Trigonometric limits are often encountered when dealing with expressions involving trigonometric functions like sine, cosine, and tangent as they approach certain angles. A key property of trigonometric limits is their behavior near specific points, such as zero. In the given problem, we deal with the limit of \(\lim_{x \rightarrow 0} \left( \frac{1 - \cos 3x}{x^2} \right)\). As it approaches zero, it is crucial to use known trigonometric identities to simplify and solve the limit.
For cosine, especially as it approaches 0, an essential identity is \(1 - \cos \theta \), which can be approximated using small angle approximations. This section sets the groundwork for understanding how trigonometric identities simplify limits.

When dealing with limits that include trigonometric functions like cosine, especially when the angle \(\theta\) approaches zero, we use small angle approximations. For small angles, we have the approximation \(1 - \cos \theta \approx \frac{\theta^2}{2}\). This formula is extremely useful because it reduces complex trigonometric functions into simpler polynomial expressions.
In our exercise, \({\theta = 3x}\) turns into \(1 - \cos 3x \approx \frac{(3x)^2}{2} = \frac{9x^2}{2}\). Here, \(3x\) is considered a small angle when \(x\) tends to zero. Using this approximation allows for a straightforward substitution back into the limit expression, facilitating further simplification.

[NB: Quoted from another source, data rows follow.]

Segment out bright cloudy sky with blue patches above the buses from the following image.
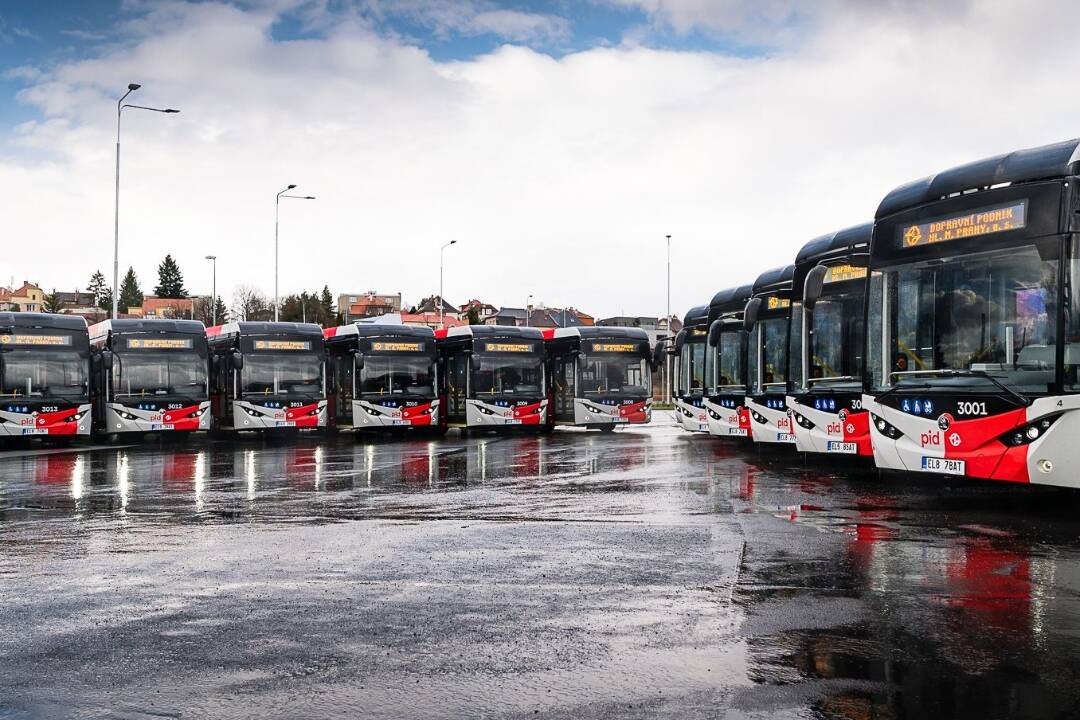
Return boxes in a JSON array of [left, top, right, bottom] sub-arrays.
[[0, 0, 1080, 316]]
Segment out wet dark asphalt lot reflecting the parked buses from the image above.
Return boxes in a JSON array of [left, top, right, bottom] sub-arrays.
[[0, 413, 1080, 720]]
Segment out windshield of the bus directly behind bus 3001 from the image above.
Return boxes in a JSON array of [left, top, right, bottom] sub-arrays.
[[808, 282, 864, 389]]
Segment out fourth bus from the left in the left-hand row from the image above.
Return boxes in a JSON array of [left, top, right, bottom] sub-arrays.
[[323, 324, 445, 430]]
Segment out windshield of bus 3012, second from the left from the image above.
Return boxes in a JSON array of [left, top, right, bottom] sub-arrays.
[[112, 352, 206, 399]]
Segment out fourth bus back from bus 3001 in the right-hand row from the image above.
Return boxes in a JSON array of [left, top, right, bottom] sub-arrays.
[[703, 285, 754, 438]]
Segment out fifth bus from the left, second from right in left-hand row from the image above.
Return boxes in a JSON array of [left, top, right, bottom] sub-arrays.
[[435, 325, 548, 430]]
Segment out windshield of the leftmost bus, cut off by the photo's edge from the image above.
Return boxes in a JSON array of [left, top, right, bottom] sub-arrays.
[[0, 350, 90, 400]]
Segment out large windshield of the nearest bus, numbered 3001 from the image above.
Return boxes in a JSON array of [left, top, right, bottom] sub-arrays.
[[869, 245, 1058, 393]]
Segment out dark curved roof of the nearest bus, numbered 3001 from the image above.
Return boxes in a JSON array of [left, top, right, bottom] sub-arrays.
[[874, 138, 1080, 220]]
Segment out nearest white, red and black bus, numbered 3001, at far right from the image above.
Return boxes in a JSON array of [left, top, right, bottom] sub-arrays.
[[863, 139, 1080, 487]]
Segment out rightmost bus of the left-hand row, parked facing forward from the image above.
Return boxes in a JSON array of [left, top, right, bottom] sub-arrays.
[[544, 327, 652, 431]]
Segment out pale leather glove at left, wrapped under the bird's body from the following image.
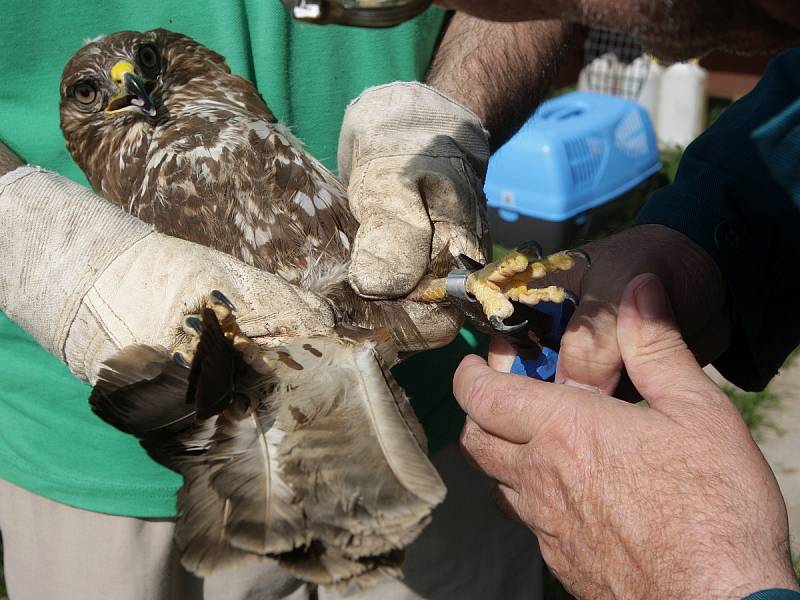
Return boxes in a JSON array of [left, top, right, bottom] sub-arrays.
[[0, 167, 334, 383]]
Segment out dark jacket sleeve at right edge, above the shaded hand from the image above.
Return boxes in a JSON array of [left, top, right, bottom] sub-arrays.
[[637, 50, 800, 390]]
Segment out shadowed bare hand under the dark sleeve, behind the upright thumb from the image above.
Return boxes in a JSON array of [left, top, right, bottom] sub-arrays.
[[490, 225, 731, 394]]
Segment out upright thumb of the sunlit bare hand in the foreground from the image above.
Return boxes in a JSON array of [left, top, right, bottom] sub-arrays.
[[617, 273, 721, 418]]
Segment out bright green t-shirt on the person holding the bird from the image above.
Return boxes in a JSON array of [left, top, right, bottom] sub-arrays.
[[0, 0, 482, 517]]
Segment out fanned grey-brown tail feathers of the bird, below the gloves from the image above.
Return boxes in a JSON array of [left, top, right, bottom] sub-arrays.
[[92, 311, 445, 586]]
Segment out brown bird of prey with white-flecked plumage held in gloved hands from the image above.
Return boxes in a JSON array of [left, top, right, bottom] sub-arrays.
[[61, 29, 580, 585]]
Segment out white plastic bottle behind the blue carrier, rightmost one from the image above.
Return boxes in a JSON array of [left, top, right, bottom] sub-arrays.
[[656, 60, 708, 148]]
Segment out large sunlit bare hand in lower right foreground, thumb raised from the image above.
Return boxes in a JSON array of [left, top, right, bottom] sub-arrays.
[[454, 274, 800, 598]]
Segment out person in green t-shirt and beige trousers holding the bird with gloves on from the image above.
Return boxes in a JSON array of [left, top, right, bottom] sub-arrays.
[[0, 0, 565, 600]]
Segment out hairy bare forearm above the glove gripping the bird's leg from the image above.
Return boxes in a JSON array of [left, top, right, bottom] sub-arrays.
[[426, 13, 571, 151]]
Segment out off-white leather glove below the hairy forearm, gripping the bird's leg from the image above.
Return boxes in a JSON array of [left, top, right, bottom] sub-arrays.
[[338, 82, 490, 298]]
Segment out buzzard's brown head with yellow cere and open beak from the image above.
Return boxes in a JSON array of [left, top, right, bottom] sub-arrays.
[[61, 29, 250, 192]]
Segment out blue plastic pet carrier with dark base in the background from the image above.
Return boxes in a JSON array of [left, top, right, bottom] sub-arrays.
[[485, 92, 661, 252]]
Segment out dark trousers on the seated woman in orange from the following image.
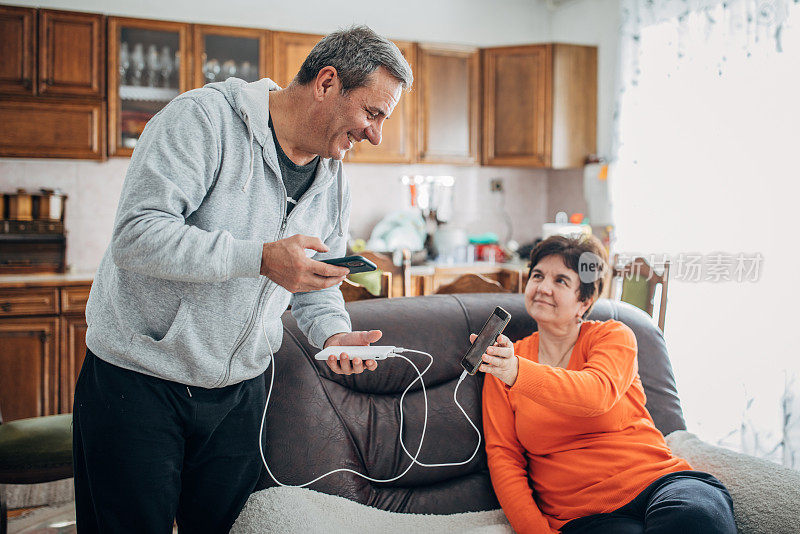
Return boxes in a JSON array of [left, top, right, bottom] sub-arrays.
[[561, 471, 736, 534]]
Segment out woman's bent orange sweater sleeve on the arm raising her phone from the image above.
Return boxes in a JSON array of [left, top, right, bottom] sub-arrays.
[[510, 321, 639, 417]]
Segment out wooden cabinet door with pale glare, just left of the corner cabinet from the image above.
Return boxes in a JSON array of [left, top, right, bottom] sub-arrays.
[[414, 44, 480, 164]]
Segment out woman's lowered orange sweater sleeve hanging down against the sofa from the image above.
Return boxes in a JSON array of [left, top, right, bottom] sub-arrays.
[[482, 375, 555, 534]]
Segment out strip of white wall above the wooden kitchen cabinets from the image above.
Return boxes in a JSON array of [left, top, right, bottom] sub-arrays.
[[7, 0, 549, 46]]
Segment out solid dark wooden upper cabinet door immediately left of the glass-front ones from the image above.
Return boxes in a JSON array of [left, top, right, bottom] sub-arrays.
[[38, 9, 106, 98]]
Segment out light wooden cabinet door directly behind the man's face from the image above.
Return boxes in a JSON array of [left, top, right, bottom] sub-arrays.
[[347, 41, 417, 163]]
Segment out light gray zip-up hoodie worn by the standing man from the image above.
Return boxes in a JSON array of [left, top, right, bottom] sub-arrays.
[[86, 78, 351, 388]]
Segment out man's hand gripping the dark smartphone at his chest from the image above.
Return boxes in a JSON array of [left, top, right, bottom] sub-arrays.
[[261, 234, 350, 293]]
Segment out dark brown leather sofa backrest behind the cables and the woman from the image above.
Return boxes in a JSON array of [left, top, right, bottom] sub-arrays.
[[258, 294, 685, 514]]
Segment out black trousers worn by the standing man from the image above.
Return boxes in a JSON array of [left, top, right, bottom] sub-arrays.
[[73, 351, 266, 533]]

Having performed the small angle approximation, the next step involves simplifying the limit expression. The original complex expression \(\lim_{x \rightarrow 0} \frac{1 - \cos 3x}{x^2}\) is transformed using the simplified form \(\frac{9x^2}{2}\).
The expression becomes \(\lim_{x \rightarrow 0} \frac{\frac{9x^2}{2}}{x^2}\). This can be simplified by canceling out the \(x^2\) terms, leaving us with \(\frac{9}{2}\).
The remaining expression, \(\lim_{x \rightarrow 0} \frac{9}{2}\), does not contain \(x\) and thus simplifies directly to the constant \(\frac{9}{2}\), the evaluated limit. This process exemplifies how applying basic algebraic manipulations and simplifications help solve seemingly complicated limit problems.